What would you do if you had no ministry facility, no budget, no tradition, and the campus wouldn’t grant you Registered Student Organization (RSO) status? In my time starting that campus ministry in Ohio, I never had these luxuries. If our ministry model demands that we fit everyone in the same room at the same time, our response to ever-increasing campus restrictions might be simply to resist and fight for “our” territory. I never had territory in Ohio. I suggest an alternative. Let’s stop fighting the loss of territory and reconsider how we structure our ministry. We can either be proactive and prepare for the future now, or we can be reactive and wait for our campuses to squeeze us ever tighter.

We are currently multiplying to a new campus and we haven’t created any promo materials, we are not seeking RSO status, and we aren’t seeking to start a weekly worship gathering. Rather, we are relying on a simple process for multiplicative disciple-making.

Decentralizing a ministry isn’t a choice of preference. It is about the end-vision. Our end-vision is that we want to see no place left without a gospel presence on our campuses. If we truly want to saturate our campuses with the gospel, we cannot truly believe that a one-size-fits-all approach will work. It hasn’t yet. Why should we expect that to change? I think we can do better. Ideology is the fuel for a decentralized organization. Without a shared ideology, a decentralized organization will simply fall apart and wither away. Our vision is our ideology.

In a centralized ministry, evaluation is often based on attendance at the central gathering. The assumption is that if attendance is high, something must be working. We are successful. If it is low, something must be wrong. In a decentralized organization, metrics for success must be reevaluated. A decentralized organization is built on a network of circles (we call them “Gospel Communities”), so we must evaluate not just the number of circles and number of circle members, but we must evaluate engagement with outsiders, activity of circles, multiplication of circles, etc. Note that this is not a plea for more “Small Groups” or “Community Groups” or “Sunday School” etc. What I am talking about is a network of self-contained, self-sustaining, totally independent and autonomous groups, each containing our complete DNA.

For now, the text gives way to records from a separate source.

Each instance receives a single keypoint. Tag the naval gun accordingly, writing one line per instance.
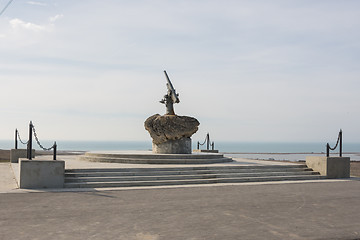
(170, 98)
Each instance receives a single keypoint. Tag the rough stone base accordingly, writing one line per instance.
(15, 154)
(41, 173)
(180, 146)
(331, 167)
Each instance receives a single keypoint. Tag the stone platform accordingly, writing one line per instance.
(147, 157)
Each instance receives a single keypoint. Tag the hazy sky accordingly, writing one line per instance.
(247, 70)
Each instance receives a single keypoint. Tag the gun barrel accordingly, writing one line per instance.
(172, 89)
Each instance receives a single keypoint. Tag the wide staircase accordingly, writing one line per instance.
(137, 177)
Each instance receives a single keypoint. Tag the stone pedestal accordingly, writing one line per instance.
(331, 167)
(180, 146)
(15, 154)
(171, 133)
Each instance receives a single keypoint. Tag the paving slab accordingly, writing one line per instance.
(327, 210)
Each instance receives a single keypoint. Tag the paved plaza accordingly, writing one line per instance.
(322, 209)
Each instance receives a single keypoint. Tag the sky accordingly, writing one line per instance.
(249, 71)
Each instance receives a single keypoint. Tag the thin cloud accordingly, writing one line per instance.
(37, 3)
(56, 17)
(20, 24)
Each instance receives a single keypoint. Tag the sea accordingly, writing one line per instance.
(292, 151)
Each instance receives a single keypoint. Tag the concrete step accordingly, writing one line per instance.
(152, 158)
(121, 178)
(157, 161)
(235, 167)
(188, 181)
(192, 172)
(174, 171)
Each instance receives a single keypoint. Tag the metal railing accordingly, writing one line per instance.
(338, 142)
(208, 143)
(29, 142)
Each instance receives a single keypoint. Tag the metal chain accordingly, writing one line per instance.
(38, 142)
(21, 140)
(336, 143)
(203, 142)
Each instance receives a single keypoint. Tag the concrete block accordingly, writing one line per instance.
(331, 167)
(15, 154)
(179, 146)
(206, 151)
(41, 173)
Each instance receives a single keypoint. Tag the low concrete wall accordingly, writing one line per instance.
(331, 167)
(179, 146)
(41, 173)
(208, 151)
(15, 154)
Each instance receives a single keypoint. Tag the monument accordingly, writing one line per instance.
(171, 140)
(171, 133)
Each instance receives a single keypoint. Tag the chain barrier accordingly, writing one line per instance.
(38, 142)
(207, 140)
(339, 140)
(18, 134)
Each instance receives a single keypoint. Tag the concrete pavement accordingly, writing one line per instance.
(324, 210)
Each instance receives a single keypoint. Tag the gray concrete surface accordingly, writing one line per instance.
(41, 173)
(7, 178)
(331, 167)
(323, 209)
(273, 211)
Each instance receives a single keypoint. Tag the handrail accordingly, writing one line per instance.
(338, 142)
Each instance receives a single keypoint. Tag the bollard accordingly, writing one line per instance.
(55, 147)
(16, 138)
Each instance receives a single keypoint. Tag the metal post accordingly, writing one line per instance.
(16, 138)
(327, 150)
(55, 147)
(340, 136)
(208, 142)
(29, 152)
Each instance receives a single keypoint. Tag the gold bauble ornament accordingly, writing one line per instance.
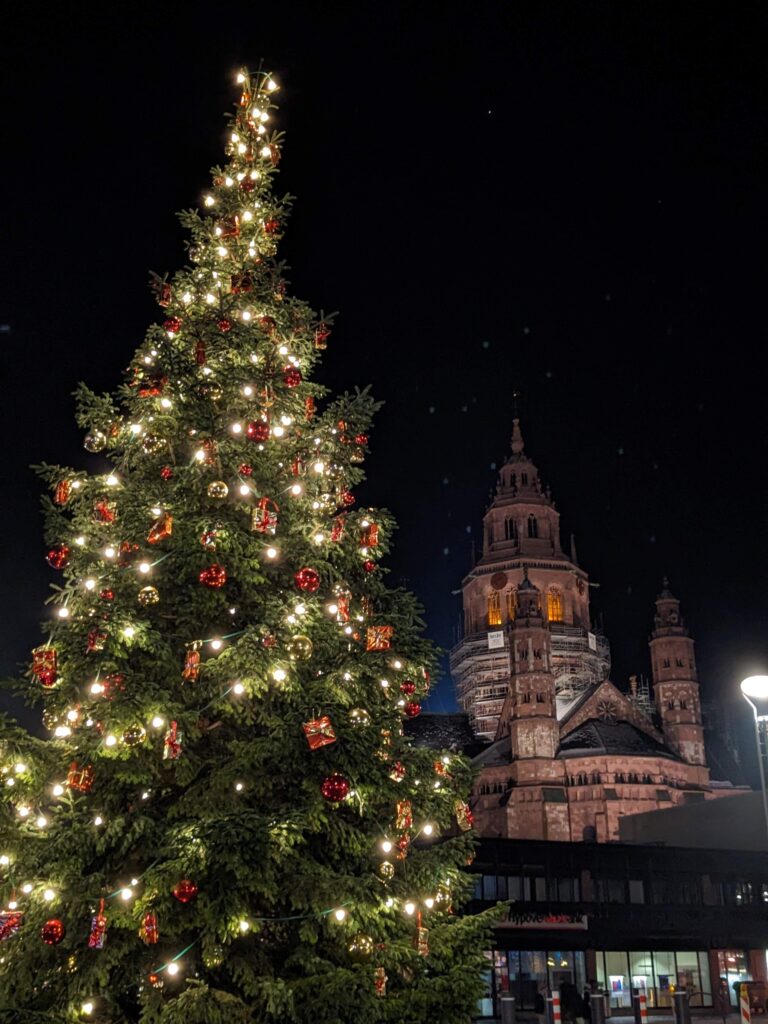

I have often tried to keep my ministry as neat and tidy as I can. I seek order and try to contain and eliminate chaos. I don’t think we always understand the messiness of ministry. In a manner of speaking, Proverbs 14:4 says that we should expect a healthy and growing ministry to be messy. We must tend to the mess, but we shouldn’t avoid it. Decentralization recognizes the messiness of ministry, and sometimes even empowers it, especially as movements break out. In a decentralized ministry, if we try to control everything, we will stifle and kill it. We must trade control for cultivation.

Sometimes there’s nothing more comforting than sitting around a campfire with close friends. A campfire is safe as long as it is contained. Some campfires are large; others are small. I am proposing that we abandon our controlled campfires and start unleashing wildfires. Wildfires are not controlled and they can barely be contained. They are a living example of the power of a decentralized movement. May God engulf our campuses with uncontained wildfires of multiplying gospel impact!

This article first appeared at the No Campus Left blog where you’ll find other articles about starting and multiplying collegiate ministries. 

about the author

Mike Puckett

Mike is the Executive Director and a Campus Leader with BCM of the High Country in North Carolina. He drinks coffee black, the way God intended it, and can’t help but read numerous books at the same time. His passion is to see gospel movements start on every college campus.